Serum glucose concentration was estimated by Trinder (1969) method using SPINREACT diagnostics kit, Spain. Insulin measurement occurred by ELISA kit purchased from Boehringer Mannheim, Germany, according to the method of Flier et al. (1976) using Boehringer Analyzer ES 300. C-peptide measurement occurred by enzyme immunoassay (EIA) kit purchased from Bio Vision, USA, according to the method of Flier et al. (1976). Glycosylated hemoglobin (HbA1c) was estimated according to the method of Gonen and Rubenstein (1978) by using glycosylated hemoglobin kit obtained from Teco Diagnostics, USA. Bio Diagnostic Company (Egypt) kits were used in estimating tissue levels of some oxidative stress markers [Xanthine oxidase (XO) and Reactive oxygen species (ROS) according to Young (2001), Malondialdehyde (MDA) according to Ohkawa et al. (1982)] in addition to many antioxidant markers [Catalase (CAT) according to Bock et al. (1980), Glutathione-S-transferase (GST) according to Habig et al. (1974), Superoxide dismutase (SOD) according to Nishikimi et al. (1972), Glutathione (GSH) according to Prins and Loose (1969), Heme-oxygenase 1 (HO-1) according to Gonen and Rubenstein (1978) and Total antioxidant capacity (TAC) according to Koracevic et al. (2001)], all according to the instructions of the supplier. Meanwhile, tissue G0/G1% in addition to surface markers % (for characterization of the isolated BM-MSCs and AD-MSCs phenotyping) was determined via Sigma Aldrich Company (St. Louis, Mo 6, USA) kits through flow cytometric analysis. Cultured cells were harvested and stained with antibodies against CD44, CD73, CD90, CD45, CD11b and CD31. using FACS caliber flow cytometer (Becton Dickinson, Sunnyvale, CA, USA), equipped with a compact air cooked low power 15 mW argon-iron laser beam (488 nm). Average evaluated nuclei per specimen are 20.000 (120 nuclei/s). Dean and Jett computer program for mathematical analysis is used to obtain the DNA histograms (Dean and Jett, 1974).

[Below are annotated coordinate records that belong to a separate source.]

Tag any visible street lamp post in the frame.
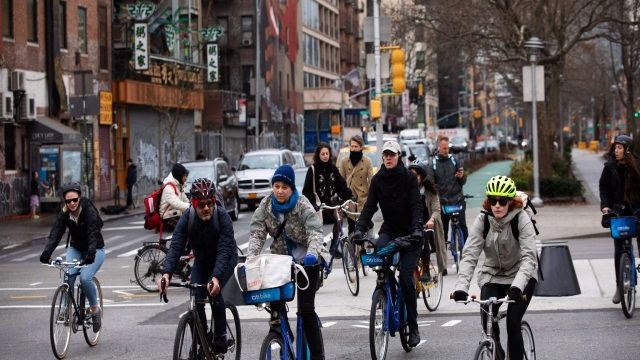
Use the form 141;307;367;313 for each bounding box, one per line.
524;36;544;206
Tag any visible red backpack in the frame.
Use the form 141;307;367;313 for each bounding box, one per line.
144;183;178;231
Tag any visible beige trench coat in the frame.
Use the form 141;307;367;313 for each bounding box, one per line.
338;155;373;220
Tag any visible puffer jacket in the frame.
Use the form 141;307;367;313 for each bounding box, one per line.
455;205;538;292
159;173;190;219
247;194;329;262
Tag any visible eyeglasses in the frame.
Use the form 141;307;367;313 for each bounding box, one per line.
489;197;510;206
198;200;214;210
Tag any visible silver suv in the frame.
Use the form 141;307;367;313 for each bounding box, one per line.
236;149;296;208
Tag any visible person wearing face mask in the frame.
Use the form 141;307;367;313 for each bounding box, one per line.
247;165;329;360
599;135;640;304
453;176;538;360
338;135;373;233
302;142;352;224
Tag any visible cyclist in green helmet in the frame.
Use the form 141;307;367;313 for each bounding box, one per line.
453;176;538;360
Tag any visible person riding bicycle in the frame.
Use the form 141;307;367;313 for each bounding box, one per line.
427;137;469;275
351;141;423;347
599;135;640;304
453;176;538;360
40;182;104;332
158;163;189;232
409;160;447;282
158;178;238;353
247;165;329;359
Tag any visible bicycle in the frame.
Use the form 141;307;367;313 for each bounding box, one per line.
449;294;536;360
442;195;473;273
45;257;104;359
414;229;444;311
160;279;242;360
242;262;322;360
319;200;360;296
608;213;640;319
361;239;412;360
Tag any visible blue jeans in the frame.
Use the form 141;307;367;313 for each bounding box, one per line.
67;246;104;306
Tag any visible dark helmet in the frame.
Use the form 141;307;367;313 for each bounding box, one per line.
409;160;427;179
62;181;82;198
190;178;216;199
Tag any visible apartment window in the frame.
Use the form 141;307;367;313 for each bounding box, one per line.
27;0;38;43
58;1;68;49
98;5;109;70
2;0;13;38
78;7;87;54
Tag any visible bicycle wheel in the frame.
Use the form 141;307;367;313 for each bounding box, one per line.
423;253;444;311
369;289;389;360
618;253;636;319
81;277;104;346
133;245;167;292
342;239;360;296
49;285;73;359
173;312;198;360
520;321;536;360
225;303;242;360
473;341;493;360
260;331;294;360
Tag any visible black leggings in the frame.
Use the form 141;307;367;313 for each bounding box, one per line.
480;278;537;360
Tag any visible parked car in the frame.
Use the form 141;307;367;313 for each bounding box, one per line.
236;149;297;208
182;158;240;221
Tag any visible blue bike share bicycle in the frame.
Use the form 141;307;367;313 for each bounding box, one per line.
361;239;412;360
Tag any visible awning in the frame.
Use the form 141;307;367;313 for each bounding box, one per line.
29;117;82;144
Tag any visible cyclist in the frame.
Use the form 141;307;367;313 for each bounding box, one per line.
158;163;189;232
351;141;423;347
599;135;640;304
453;176;538;360
247;165;329;359
427;136;469;275
158;178;238;353
40;182;104;332
409;160;447;282
338;135;373;233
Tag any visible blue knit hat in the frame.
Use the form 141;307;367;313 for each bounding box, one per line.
271;164;296;191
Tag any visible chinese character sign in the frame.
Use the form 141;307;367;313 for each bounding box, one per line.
133;23;149;70
207;44;218;82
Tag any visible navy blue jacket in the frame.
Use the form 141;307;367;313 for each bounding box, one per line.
164;203;238;286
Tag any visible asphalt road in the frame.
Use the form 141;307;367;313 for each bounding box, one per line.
0;211;640;359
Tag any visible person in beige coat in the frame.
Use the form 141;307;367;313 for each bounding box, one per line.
409;160;447;282
338;135;373;233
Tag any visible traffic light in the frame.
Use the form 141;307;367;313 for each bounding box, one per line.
391;49;407;94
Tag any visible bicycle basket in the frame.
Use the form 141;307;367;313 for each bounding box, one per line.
442;204;464;215
611;216;638;239
242;281;296;305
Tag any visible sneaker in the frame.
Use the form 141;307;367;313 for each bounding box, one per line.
611;287;620;304
407;329;420;347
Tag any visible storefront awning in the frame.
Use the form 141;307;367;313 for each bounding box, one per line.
29;117;82;144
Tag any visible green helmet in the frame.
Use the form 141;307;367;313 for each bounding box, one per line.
485;175;516;198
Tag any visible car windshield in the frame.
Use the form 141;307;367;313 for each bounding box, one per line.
238;154;280;170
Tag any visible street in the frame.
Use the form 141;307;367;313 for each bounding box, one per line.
0;210;640;359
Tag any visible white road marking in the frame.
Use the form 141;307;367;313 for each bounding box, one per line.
440;320;462;327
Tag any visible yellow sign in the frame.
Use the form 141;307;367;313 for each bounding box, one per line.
100;91;113;125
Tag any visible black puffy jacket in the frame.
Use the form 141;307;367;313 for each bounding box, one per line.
44;198;104;254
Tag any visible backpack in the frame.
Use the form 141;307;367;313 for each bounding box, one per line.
144;183;178;231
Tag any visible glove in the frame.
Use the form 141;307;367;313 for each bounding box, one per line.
40;250;51;264
303;254;318;266
509;286;522;303
453;290;469;301
377;243;398;256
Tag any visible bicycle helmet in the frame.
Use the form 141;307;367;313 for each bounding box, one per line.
485;175;516;198
62;181;82;198
189;178;216;200
409;160;427;179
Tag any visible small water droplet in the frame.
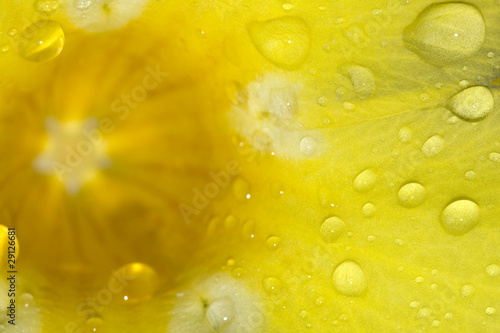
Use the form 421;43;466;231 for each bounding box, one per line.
441;199;480;236
363;202;377;218
398;126;413;143
248;16;311;69
446;86;494;121
488;152;500;162
300;136;316;156
422;135;444;157
460;284;476;298
333;260;367;296
266;236;281;251
108;262;160;303
484;264;500;277
403;3;486;65
398;183;427;208
353;169;378;192
320;216;345;243
262;277;282;295
17;20;65;62
34;0;59;16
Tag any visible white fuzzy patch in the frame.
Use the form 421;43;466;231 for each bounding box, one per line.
65;0;149;32
167;273;265;333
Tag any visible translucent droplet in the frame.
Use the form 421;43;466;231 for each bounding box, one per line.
460;284;476;298
484;264;500;276
333;260;367;296
446;86;494;121
403;3;486;65
363;202;377;218
353;169;378;192
35;0;59;16
319;216;345;243
422;135;444;157
488;153;500;162
398;126;413;143
398;183;427;208
441;199;479;236
262;277;281;295
248;16;311;69
17;20;64;62
266;236;281;251
108;263;159;303
300;136;316;156
343;65;376;99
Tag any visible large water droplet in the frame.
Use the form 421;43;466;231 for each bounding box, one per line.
398;183;427;208
319;216;345;243
108;263;159;303
248;16;311;69
447;86;494;121
403;3;486;65
333;260;367;296
34;0;59;16
353;169;377;192
17;20;64;62
441;199;479;236
422;135;444;157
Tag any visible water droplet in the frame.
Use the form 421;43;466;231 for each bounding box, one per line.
465;170;476;180
353;169;377;192
488;153;500;162
446;86;494;121
342;65;376;99
319;216;345;243
398;126;413;143
300;136;316;156
484;264;500;277
205;297;235;332
403;3;486;65
333;260;367;296
363;202;377;218
460;284;476;298
398;183;427;208
248;16;311;69
262;277;281;295
266;236;281;251
35;0;59;16
484;306;497;316
417;307;432;319
73;0;92;10
108;262;159;303
441;200;479;236
17;20;64;62
422;135;444;157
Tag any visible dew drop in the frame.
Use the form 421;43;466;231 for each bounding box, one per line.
333;260;367;296
108;262;159;303
262;277;281;295
422;135;444;157
266;236;281;251
446;86;494;121
484;264;500;277
353;169;377;192
319;216;345;243
362;202;377;218
398;183;427;208
441;199;479;236
35;0;59;16
460;284;476;298
248;16;311;70
300;136;316;156
398;126;413;143
403;3;486;65
17;20;65;62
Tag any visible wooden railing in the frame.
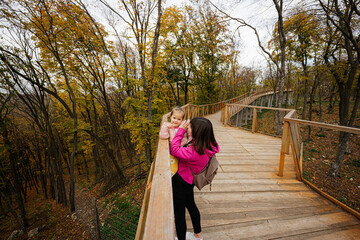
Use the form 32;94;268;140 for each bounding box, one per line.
224;104;360;218
135;90;269;240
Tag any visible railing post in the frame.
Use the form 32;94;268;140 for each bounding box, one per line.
224;105;228;126
251;108;257;133
279;121;289;177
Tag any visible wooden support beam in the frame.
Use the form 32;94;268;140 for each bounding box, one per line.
279;122;289;177
251;108;257;133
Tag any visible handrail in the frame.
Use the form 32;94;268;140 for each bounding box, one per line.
135;87;276;240
225;104;360;219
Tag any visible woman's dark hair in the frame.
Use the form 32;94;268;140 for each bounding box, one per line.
190;117;217;155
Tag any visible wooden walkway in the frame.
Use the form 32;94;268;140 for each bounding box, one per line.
187;113;360;240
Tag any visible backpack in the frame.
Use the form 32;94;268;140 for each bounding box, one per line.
189;155;219;191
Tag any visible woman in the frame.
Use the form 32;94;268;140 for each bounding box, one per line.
170;117;219;240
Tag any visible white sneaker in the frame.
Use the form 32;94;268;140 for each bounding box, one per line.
186;232;203;240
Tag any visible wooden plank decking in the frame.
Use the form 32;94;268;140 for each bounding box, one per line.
187;113;360;240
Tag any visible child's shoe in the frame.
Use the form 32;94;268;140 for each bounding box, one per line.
186;232;203;240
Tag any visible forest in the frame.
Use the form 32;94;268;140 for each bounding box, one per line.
0;0;360;239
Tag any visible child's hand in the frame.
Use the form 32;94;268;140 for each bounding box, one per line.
179;119;190;131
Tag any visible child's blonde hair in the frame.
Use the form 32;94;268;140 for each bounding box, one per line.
170;106;185;118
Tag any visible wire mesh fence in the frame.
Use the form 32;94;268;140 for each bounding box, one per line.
75;187;140;240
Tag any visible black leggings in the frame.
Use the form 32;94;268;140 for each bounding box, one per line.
172;173;201;240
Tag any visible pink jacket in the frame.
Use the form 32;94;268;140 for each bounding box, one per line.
170;128;219;184
159;122;191;146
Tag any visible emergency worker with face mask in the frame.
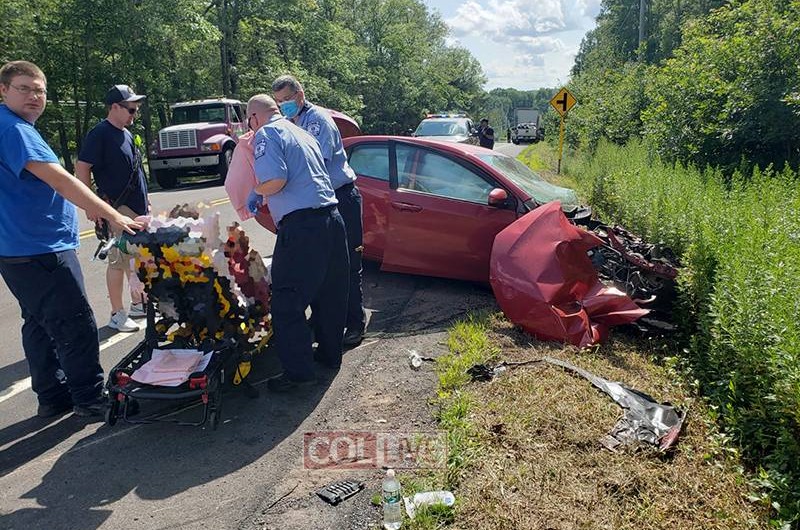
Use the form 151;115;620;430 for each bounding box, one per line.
272;75;366;346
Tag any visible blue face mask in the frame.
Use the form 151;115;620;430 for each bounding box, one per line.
278;99;300;120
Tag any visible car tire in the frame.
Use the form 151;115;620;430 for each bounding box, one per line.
153;169;178;190
219;144;233;184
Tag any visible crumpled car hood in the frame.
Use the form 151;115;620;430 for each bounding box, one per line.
489;201;648;347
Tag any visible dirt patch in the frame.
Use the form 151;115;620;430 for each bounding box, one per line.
456;320;767;530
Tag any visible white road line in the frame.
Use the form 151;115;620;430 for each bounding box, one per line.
0;333;140;403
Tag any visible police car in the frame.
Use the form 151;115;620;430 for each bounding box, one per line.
411;113;478;145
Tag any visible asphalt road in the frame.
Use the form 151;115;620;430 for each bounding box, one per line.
0;143;524;530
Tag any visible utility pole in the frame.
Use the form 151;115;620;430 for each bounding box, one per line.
639;0;647;62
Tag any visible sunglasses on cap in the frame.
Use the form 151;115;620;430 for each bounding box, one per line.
117;103;139;116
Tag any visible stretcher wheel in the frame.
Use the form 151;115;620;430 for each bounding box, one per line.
106;399;119;427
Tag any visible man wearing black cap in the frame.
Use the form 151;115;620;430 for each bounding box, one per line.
478;118;494;149
75;85;150;331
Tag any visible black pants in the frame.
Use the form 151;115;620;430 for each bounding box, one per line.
0;250;103;405
336;184;366;331
271;206;349;381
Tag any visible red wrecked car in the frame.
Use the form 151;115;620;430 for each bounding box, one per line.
257;132;664;346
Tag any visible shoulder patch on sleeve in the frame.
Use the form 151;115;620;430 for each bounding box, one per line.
253;137;267;158
306;121;322;136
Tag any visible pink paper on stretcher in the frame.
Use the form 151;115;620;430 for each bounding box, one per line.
131;350;212;386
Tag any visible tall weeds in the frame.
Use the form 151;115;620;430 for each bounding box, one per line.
565;138;800;526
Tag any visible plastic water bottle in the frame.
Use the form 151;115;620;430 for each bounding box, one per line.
383;469;403;530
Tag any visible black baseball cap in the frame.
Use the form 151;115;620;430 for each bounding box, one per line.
106;85;147;105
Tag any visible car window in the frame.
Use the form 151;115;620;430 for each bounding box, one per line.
480;154;579;207
231;105;243;123
397;145;495;204
414;120;468;136
348;144;389;181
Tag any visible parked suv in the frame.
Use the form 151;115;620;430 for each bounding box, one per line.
149;98;247;188
411;114;478;145
511;123;544;144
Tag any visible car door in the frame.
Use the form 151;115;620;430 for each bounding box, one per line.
347;141;390;261
382;141;517;282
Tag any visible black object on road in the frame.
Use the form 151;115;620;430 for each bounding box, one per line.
317;479;364;506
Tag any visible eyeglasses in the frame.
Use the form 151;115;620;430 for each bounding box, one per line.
117;103;139;116
275;91;297;105
8;84;47;98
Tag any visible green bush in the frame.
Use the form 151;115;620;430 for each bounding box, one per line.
565;138;800;521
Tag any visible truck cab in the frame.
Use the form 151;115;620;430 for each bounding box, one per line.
149;98;247;189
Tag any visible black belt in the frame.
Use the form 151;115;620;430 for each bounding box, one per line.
280;204;336;224
0;250;59;265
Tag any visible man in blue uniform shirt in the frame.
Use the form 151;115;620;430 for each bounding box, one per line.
247;94;348;392
272;75;366;346
0;61;141;418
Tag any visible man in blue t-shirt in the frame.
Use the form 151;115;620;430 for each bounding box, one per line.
75;85;150;331
247;94;349;392
0;61;141;418
478;118;494;149
272;75;366;346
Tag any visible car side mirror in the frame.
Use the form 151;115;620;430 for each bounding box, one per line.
489;188;508;208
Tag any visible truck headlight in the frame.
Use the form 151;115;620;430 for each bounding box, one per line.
200;142;221;153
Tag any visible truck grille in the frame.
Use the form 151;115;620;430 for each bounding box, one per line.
158;130;197;150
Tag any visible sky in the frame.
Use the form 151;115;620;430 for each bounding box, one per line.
423;0;601;90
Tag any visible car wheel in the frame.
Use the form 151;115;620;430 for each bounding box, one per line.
153;169;178;190
219;145;233;184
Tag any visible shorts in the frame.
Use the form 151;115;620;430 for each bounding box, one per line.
107;204;139;271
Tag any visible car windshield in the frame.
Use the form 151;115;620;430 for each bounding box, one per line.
414;120;469;136
172;103;225;125
479;155;579;210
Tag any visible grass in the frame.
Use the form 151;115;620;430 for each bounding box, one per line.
567;137;800;529
404;315;767;530
396;143;780;530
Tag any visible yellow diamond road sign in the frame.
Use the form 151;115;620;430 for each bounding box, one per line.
550;88;578;116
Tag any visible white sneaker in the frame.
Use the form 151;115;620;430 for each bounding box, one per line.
108;309;139;331
128;302;147;318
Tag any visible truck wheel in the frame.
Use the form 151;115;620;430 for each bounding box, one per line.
154;169;178;190
219;145;233;184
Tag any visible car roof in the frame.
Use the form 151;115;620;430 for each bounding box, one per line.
344;135;496;156
170;98;242;109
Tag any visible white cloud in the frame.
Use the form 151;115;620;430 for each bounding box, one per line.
514;55;544;68
425;0;601;90
501;36;565;54
446;0;600;42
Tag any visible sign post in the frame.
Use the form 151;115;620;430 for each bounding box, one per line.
550;88;578;175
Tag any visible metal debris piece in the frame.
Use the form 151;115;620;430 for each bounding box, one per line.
542;357;686;451
467;359;542;382
317;479;364;506
408;350;436;370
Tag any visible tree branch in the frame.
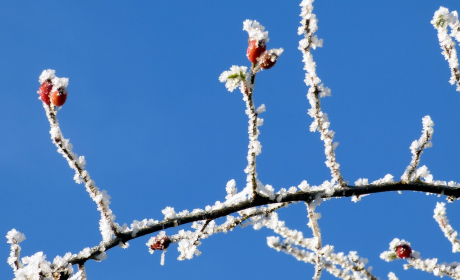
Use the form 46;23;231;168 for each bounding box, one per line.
69;182;460;264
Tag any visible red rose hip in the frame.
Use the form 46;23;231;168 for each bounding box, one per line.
51;89;67;106
259;51;278;69
150;235;171;250
246;40;267;63
396;244;412;259
38;80;53;105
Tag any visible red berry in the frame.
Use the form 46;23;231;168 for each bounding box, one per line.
38;80;53;105
259;51;278;69
51;89;67;106
246;40;267;63
396;244;412;259
150;235;171;250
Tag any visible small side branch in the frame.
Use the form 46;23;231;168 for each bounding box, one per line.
6;229;26;272
267;241;378;280
298;1;346;187
307;201;323;280
431;7;460;91
43;103;118;241
401;116;434;183
242;63;262;199
39;69;118;242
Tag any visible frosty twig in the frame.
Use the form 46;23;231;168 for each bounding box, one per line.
433;202;460;253
298;0;346;186
39;69;118;242
401;116;434;183
431;7;460;91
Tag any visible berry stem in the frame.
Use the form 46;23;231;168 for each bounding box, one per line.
243;63;259;199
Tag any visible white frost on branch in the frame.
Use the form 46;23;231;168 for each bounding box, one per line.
433;202;460;253
243;19;270;43
401;116;434;183
371;174;394;185
388;272;399;280
39;69;119;242
298;0;346;187
431;7;460;91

BM-MSCs and AD-MSCs preparation

Fresh bone marrow and subcutaneous adipose tissues were obtained from male 6–8-week-old rats and used to isolate BM-MSCs and AD-MSCs, respectively. To prepare BM-MSCs, each end of the femur and tibia was cut to expose the marrow cavity, then washed three times with phosphate-buffered saline (PBS). Fresh bone marrow was collected and centrifuged at 2000 rpm for 10 min. Pelleted cells were suspended in Dulbecco’s modified Eagle’s medium (DMEM) supplemented with 10% fetal bovine serum (FBS) and 100 U/mL penicillin with 100 μg/mL streptomycin as an antibiotic at 37°C in a 5% CO2 atmospheric state with 95% humidity, then centrifuged at 2000 rpm for 10 min (Hamza et al., 2017). On the other hand, 1–2 mg fresh rats’ subcutaneous adipose tissues (epididymal fat) were harvested by lipoaspiration, minced, washed extensively three times in PBS and incubated into a digestion solution containing 0.075% collagenase Type I (prepared in PBS) at 37°C for 3 h, then centrifuged for 10 min at 2000 rpm. After discarding the supernatant, cells were collected as a pellet and suspended in DMEM (10% FBS, 2 mM L-glutamine, and 100 U/mL penicillin with 100 μg/mL streptomycin as an antibiotic) at 37°C in 5% CO2 with 95% humidity (Chen et al., 2020). The growth mediums of both MSCs types were changed every 3 days, and non-adherent cells were removed. All MSCs used in this study, were from passage 3–4, and transferred chilled for transplantation within 2 h.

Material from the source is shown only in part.